Dad got me some beard extensions for Xmas, don't I look smart ;D


----------



## R E McCraith

Family - Friends - Pups & Long guns - the morning before Christmas - as it has been for almost 30yrs - 50 pheasants set the night before - this year on a 200ac farm - this year a friends grandson & an others grand daughter will be joining us - memories will be made - a gift that keeps on giving !


----------



## born36

R said:


> Family - Friends - Pups & Long guns - the morning before Christmas - as it has been for almost 30yrs - 50 pheasants set the night before - this year on a 200ac farm - this year a friends grandson & an others grand daughter will be joining us - memories will be made - a gift that keeps on giving !
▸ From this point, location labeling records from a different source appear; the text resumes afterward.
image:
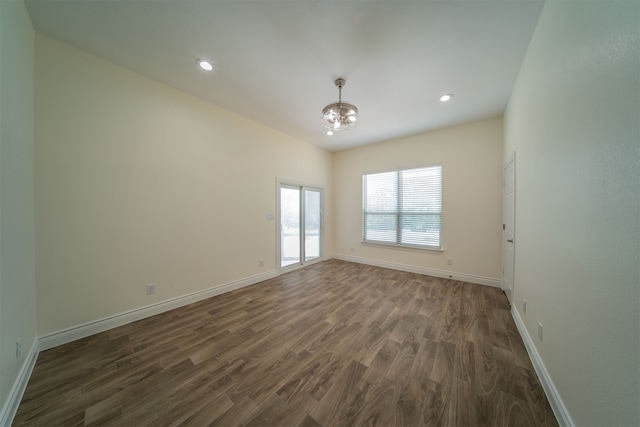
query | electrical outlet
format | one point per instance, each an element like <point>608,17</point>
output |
<point>540,330</point>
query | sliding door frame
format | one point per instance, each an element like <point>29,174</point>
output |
<point>302,186</point>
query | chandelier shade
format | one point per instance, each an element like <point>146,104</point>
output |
<point>339,115</point>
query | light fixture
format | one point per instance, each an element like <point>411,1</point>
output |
<point>339,115</point>
<point>204,64</point>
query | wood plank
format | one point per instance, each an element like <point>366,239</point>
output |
<point>334,343</point>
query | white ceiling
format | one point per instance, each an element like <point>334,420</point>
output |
<point>276,61</point>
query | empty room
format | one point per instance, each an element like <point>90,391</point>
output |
<point>319,213</point>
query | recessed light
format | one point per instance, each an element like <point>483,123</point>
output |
<point>204,64</point>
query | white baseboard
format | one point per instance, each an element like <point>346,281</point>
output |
<point>488,281</point>
<point>19,386</point>
<point>81,331</point>
<point>560,411</point>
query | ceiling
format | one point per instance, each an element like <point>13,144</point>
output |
<point>276,61</point>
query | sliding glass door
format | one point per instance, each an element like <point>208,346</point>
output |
<point>300,214</point>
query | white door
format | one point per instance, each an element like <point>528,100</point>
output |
<point>508,243</point>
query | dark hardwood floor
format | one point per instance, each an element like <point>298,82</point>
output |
<point>333,344</point>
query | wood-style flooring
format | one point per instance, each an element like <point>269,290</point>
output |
<point>332,344</point>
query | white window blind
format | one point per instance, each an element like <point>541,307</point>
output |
<point>403,207</point>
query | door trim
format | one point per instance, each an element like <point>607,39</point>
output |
<point>509,292</point>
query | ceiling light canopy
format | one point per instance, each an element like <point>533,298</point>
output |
<point>204,64</point>
<point>339,115</point>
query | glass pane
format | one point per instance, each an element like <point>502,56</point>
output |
<point>381,192</point>
<point>312,219</point>
<point>422,190</point>
<point>420,230</point>
<point>381,227</point>
<point>289,226</point>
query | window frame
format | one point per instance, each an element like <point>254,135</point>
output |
<point>399,212</point>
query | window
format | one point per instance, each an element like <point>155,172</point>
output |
<point>403,207</point>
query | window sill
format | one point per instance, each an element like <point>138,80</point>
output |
<point>400,246</point>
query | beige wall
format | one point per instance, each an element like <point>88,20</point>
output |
<point>573,122</point>
<point>471,158</point>
<point>139,183</point>
<point>17,271</point>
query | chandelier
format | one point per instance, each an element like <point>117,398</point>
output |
<point>339,115</point>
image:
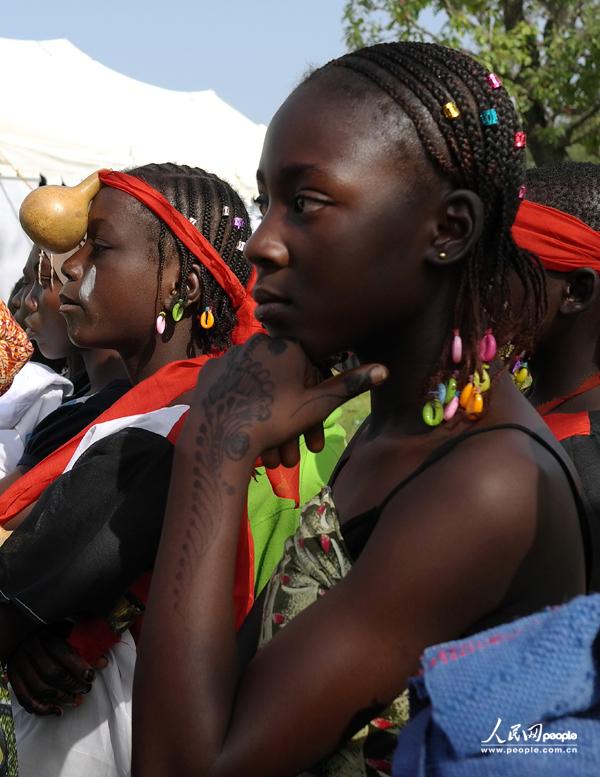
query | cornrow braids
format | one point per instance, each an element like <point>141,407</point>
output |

Great day out for the family. Pups and all!


----------



## OttosMama

Haven't bought a thing for Otto yet! Then again, I've only shopped for my sister in law and my other brother's girlfriend up to this point! I just got back from my last final for the semester so shopping will commence Friday!

I'm sure I will pick him up some sort of chew toy. His real gift (and ours) will be an early Christmas morning run in the woods! We won't have school or work to rush back for so it will be a long one with some stops so he can explore  it will be nice for all three of us! 

After that, family time! He will probably be in his glory from all the attention he'll receive from my family at my parents' house!


----------



## dmak

*Re: Re: Christmas Presents*



harrigab said:


> Dad got me some beard extensions for Xmas, don't I look smart ;D


Those hair weaves are very becoming on you Ruby!


----------



## R E McCraith

Har ? do you paint your toe nails ! PIKE & I are afraid ! LOL


----------



## harrigab

R said:


> Har ? do you paint your toe nails ! PIKE & I are afraid ! LOL


only on fridays Ron, when the wife has gone to bed lol!


----------



## R E McCraith

Har -there is a place & time for everthing ! God Bless - LOL


----------



## Kay92

I just have to say.....Riley found one of his Christmas presents on Monday (thanks dad). And me, in a stroke of idiocy, thought I could just take it away and think he'd forget about it. I got home from work and he's running around with his new toy and of course Chuck had his. My mom looks at me and says "he didn't forget, he kept body checking the door."


----------



## KB87

With all of his new toys. He isn't spoiled at all...


----------